Astronauts work on new science lab

CAPE CANAVERAL, Fla. (AP) | Spacewalking astronauts worked on the outside of Japan’s shiny new science lab Thursday, installing cameras and removing covers.

Dressed head to toe in white, Michael Fossum and Ronald Garan Jr. looked like puffy dolls against the 37-foot-long, 14-foot-wide lab, which is now the biggest room at the International Space Station.

It was their second spacewalk in three days at the shuttle-station complex, orbiting 210 miles above Earth.

“I feel like I’m on a camping trip trying to pack up a wet tent on a Sunday morning,” Mr. Fossum said as he wrestled with some of the lab’s insulation. He and Mr. Garan removed thermal covers from the lab’s robot arm and added them to a variety of attachment points.

As the spacewalkers toiled outside, their eight colleagues hauled more experiment racks into the billion-dollar lab, called Kibo, Japanese for hope, and flight controllers near Tokyo monitored the power systems.

“Lots of people at work in there,” astronaut Kenneth Ham informed the spacewalkers.

“No, there’s not. I don’t see anybody,” one of the spacewalkers said.

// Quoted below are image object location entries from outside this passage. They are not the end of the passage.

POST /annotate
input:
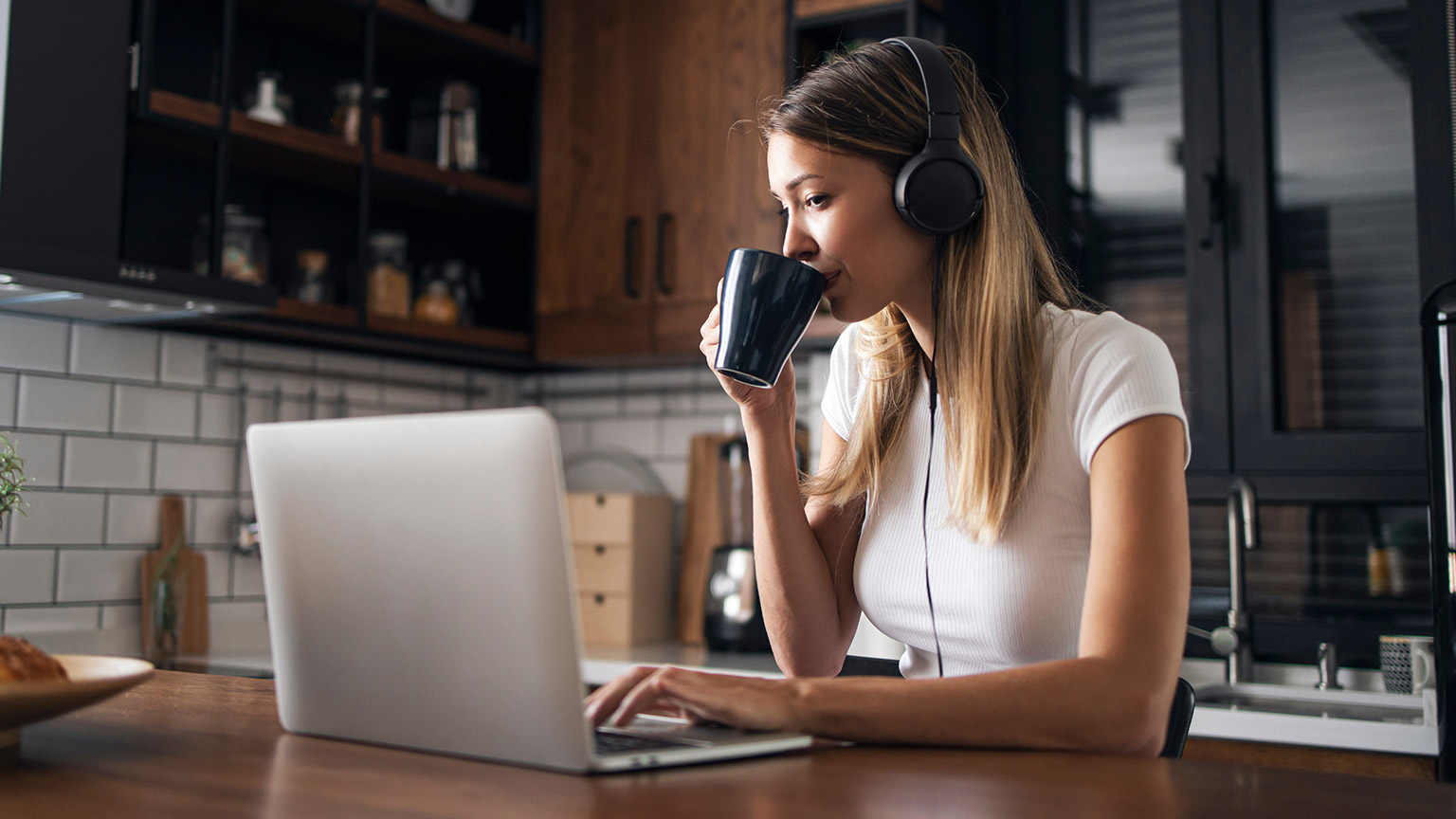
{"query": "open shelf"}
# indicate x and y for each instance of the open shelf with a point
(296, 140)
(467, 336)
(450, 184)
(446, 32)
(336, 315)
(175, 106)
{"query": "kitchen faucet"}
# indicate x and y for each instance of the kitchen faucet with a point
(1233, 640)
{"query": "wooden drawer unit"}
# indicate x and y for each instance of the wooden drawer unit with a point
(624, 550)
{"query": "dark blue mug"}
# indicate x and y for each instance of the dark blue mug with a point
(766, 305)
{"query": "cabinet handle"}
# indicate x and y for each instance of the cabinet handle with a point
(664, 222)
(1214, 194)
(628, 255)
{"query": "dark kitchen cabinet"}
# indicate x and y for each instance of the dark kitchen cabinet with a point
(63, 173)
(1244, 182)
(1242, 179)
(651, 168)
(128, 144)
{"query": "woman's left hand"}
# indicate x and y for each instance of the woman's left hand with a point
(741, 701)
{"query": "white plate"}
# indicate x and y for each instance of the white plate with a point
(92, 680)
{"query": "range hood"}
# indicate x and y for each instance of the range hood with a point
(63, 155)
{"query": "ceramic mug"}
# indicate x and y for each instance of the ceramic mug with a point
(766, 305)
(1407, 664)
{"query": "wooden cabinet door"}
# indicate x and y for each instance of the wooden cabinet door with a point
(717, 63)
(592, 280)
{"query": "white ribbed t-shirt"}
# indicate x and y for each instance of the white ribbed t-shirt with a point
(1015, 601)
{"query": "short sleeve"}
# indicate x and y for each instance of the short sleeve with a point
(842, 392)
(1119, 373)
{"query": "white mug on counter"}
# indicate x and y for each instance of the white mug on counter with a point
(1407, 664)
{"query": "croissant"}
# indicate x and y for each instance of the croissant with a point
(22, 662)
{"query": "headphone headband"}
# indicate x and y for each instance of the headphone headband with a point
(942, 102)
(939, 190)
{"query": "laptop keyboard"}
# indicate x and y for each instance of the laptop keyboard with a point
(609, 743)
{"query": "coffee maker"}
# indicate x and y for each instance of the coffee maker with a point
(733, 618)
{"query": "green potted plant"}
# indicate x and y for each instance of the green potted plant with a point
(12, 482)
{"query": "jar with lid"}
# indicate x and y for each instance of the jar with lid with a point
(245, 246)
(388, 274)
(312, 280)
(348, 98)
(437, 305)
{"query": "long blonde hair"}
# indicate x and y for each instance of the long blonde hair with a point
(994, 277)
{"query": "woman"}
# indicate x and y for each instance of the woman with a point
(1056, 547)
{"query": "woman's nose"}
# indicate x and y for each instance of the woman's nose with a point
(796, 242)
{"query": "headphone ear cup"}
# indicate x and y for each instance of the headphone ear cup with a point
(939, 192)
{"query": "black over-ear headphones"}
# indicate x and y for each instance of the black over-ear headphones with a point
(937, 190)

“They got tired of your banging on the roof,” Mr. Ham answered.

Even with all the racks moving in, Kibo was still noticeably bigger than the eight other rooms at the space station. “We have not seen that much space in space since Skylab,” Mission Control told the astronauts in a written message. Skylab was NASA’s first space station, back in the 1970s.

Space Shuttle Discovery’s astronauts delivered and installed Kibo earlier in the week. There are now three labs at the orbiting complex, supplied by NASA, the European Space Agency and, now, the Japanese Space Agency.

On Friday, the astronauts will attach a storage shed to Kibo that was dropped off by another shuttle crew in March. And on Saturday, they will test drive Kibo’s 33-foot robot arm. The two TV cameras that were set up on the lab’s exterior Thursday will be instrumental in those robot-arm operations.

One last spacewalk is planned for Sunday to replace an empty nitrogen-gas tank at the space station. Mr. Fossum and Mr. Garan got a head start on that work Thursday.

Some of their chores ended up being strenuous. As the spacewalk hit the five-hour mark, the two joked that they would skip the workout at the gym and eat whatever they wanted for dinner.

Just before the seven-hour spacewalk ended, Mr. Fossum checked the solar wing rotating joint on the space station’s left side. He found streaks of white grease but no metal shavings like those that are clogging an identical joint on the right side.